Finalmente, no anúncio da Umbro (fig.11) temos a metáfora projetiva por excelência, aquela em que ambos os sujeitos são bastante familiares ao receptor, sendo inesperada a conexão entre eles. O anúncio faz parte de uma campanha da marca esportiva que mostra cenas cotidianas equivalentes a situações de partidas de futebol. No exemplo, a imagem traz uma criança andando na rua e puxando a saia da mãe, como a assegurar sua proximidade e vínculo a ela, acompanhada do título: “Para nós, é um zagueiro marcando o centro-avante sob pressão. Umbro. A gente só pensa em futebol”. Na metáfora visual em questão, um dos termos é expresso visualmente, no caso a criança puxando a saia da mãe, e o outro verbalmente – o zagueiro marcando o centro-avante. Ambas as situações são familiares ao público-alvo do anúncio: a primeira, por ser bastante cotidiana e acessível; a segunda, é parte do repertório do típico brasileiro que aprecia o futebol. O inusitado é forçar a conexão entre dois domínios bastante diferentes, que de forma isolada não remeteriam a associações entre um e outro – a não ser sob o esforço criativo do pensamento metafórico.

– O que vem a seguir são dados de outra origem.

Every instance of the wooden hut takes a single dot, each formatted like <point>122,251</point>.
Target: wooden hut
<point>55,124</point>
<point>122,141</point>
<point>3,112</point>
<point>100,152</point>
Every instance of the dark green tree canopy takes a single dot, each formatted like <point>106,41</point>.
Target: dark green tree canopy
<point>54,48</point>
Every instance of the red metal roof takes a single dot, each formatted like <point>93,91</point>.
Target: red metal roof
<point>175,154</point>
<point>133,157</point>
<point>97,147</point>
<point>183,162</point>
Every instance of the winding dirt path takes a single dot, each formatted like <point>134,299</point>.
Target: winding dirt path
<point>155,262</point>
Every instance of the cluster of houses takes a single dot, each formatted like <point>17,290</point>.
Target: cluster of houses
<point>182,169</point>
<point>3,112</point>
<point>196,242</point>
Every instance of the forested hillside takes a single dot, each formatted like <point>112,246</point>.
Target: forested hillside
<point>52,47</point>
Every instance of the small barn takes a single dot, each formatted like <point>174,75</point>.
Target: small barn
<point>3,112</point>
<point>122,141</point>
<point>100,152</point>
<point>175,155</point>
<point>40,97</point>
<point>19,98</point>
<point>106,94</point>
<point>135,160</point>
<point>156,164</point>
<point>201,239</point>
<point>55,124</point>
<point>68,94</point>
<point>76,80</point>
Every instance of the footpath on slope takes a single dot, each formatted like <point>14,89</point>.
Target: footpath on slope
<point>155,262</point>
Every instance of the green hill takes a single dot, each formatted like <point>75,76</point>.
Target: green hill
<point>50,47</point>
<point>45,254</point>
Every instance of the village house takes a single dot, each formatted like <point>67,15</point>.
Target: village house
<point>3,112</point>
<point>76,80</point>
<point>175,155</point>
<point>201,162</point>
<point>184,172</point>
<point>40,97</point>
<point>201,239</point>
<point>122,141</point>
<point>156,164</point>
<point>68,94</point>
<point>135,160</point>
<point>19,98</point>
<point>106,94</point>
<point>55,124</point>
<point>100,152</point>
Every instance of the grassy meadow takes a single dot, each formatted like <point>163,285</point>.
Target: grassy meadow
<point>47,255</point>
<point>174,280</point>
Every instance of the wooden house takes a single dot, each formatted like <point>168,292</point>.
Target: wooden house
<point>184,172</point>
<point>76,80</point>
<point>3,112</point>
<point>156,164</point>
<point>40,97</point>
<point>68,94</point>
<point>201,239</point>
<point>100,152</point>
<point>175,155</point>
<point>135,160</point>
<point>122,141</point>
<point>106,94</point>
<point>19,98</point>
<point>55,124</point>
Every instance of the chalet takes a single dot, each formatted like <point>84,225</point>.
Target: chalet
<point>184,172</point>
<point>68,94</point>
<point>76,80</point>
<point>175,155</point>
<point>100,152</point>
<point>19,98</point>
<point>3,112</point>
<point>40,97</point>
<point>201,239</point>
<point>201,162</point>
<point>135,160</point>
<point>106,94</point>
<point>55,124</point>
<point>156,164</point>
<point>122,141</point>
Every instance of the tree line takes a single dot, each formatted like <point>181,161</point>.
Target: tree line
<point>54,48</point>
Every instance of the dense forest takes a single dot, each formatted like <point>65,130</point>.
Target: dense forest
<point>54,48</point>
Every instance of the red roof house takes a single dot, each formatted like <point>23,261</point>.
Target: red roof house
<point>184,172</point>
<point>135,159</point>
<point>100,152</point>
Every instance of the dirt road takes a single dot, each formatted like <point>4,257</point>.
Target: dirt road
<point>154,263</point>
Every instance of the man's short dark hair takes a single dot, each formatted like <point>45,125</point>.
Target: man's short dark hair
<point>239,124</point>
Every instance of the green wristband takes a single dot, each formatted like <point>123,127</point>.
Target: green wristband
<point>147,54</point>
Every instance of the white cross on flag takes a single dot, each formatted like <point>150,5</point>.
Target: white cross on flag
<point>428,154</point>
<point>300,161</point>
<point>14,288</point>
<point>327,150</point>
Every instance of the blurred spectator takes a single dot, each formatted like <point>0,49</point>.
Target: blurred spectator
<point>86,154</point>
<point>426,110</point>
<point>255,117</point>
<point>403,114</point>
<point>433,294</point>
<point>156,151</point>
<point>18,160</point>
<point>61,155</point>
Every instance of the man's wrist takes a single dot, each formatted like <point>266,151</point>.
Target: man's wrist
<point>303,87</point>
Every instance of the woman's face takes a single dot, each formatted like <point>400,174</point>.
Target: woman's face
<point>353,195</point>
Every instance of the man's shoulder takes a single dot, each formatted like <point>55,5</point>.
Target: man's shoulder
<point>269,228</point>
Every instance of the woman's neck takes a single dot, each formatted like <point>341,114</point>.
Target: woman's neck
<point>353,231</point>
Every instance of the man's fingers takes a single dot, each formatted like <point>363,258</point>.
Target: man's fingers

Apesar disso, destacamos que, na publicidade, o valor cognitivo da metáfora visual, no sentido em que nos destaca Eco (1991) referindo-se a metáforas “abertas”, pareceu- nos bastante deflacionado. Isto não quer dizer que ela não nos ensine nada neste contexto midiático, uma vez que a incidência deste fenômeno na publicidade nos permite conhecer mais sobre o sistema de valores envolvido no processo de comunicação, que na maioria dos casos refere-se à ideologia do consumo, bem como sobre o modelo semântico enciclopédico associado aos sujeitos da metáfora em uma determinada época ou cultura. Entretanto, aquele conhecimento adquirido por meio dos inesperados efeitos de deslocamento que nos fazem “viajar” pelos mecanismos da semiose, ocasionados pela aproximação de campos semânticos de classes distintas, nos fazendo pensar e adotar uma nova perspectiva diferenciada sobre um mesmo fenômeno, o que é uma das propriedades marcantes da metáfora no discurso poético, que parece-nos aqui um tanto enfraquecido. Não estamos afirmando que na publicidade esta aproximação de campos semânticos seja sempre óbvia ou previsível, já que uma das características da linguagem publicitária é o reaproveitamento de clichês. Acreditamos que esta conexão não prioriza o que a metáfora pode fazer-nos pensar e ensinar, e sim a engenhosidade com a qual esta conexão se apresenta.

Na publicidade, diferentemente do discurso poético, o mais importante é que esta estratégia discursiva convoque a atenção do receptor de modo pertinente para o objetivo da comunicação, criando uma predisposição positiva em relação a uma marca ou fazendo-o aderir a um determinado produto, serviço ou idéia, de modo a beneficiar o anunciante. O valor cognitivo da metáfora visual neste contexto, então, é bastante suprimido em função das necessidades do sistema produtivo, as quais impõem sobre o processo comunicacional certa imediaticidade e objetividade que não necessariamente regem a metáfora no contexto discursivo poético, cuja interpretação costuma ser mais aberta.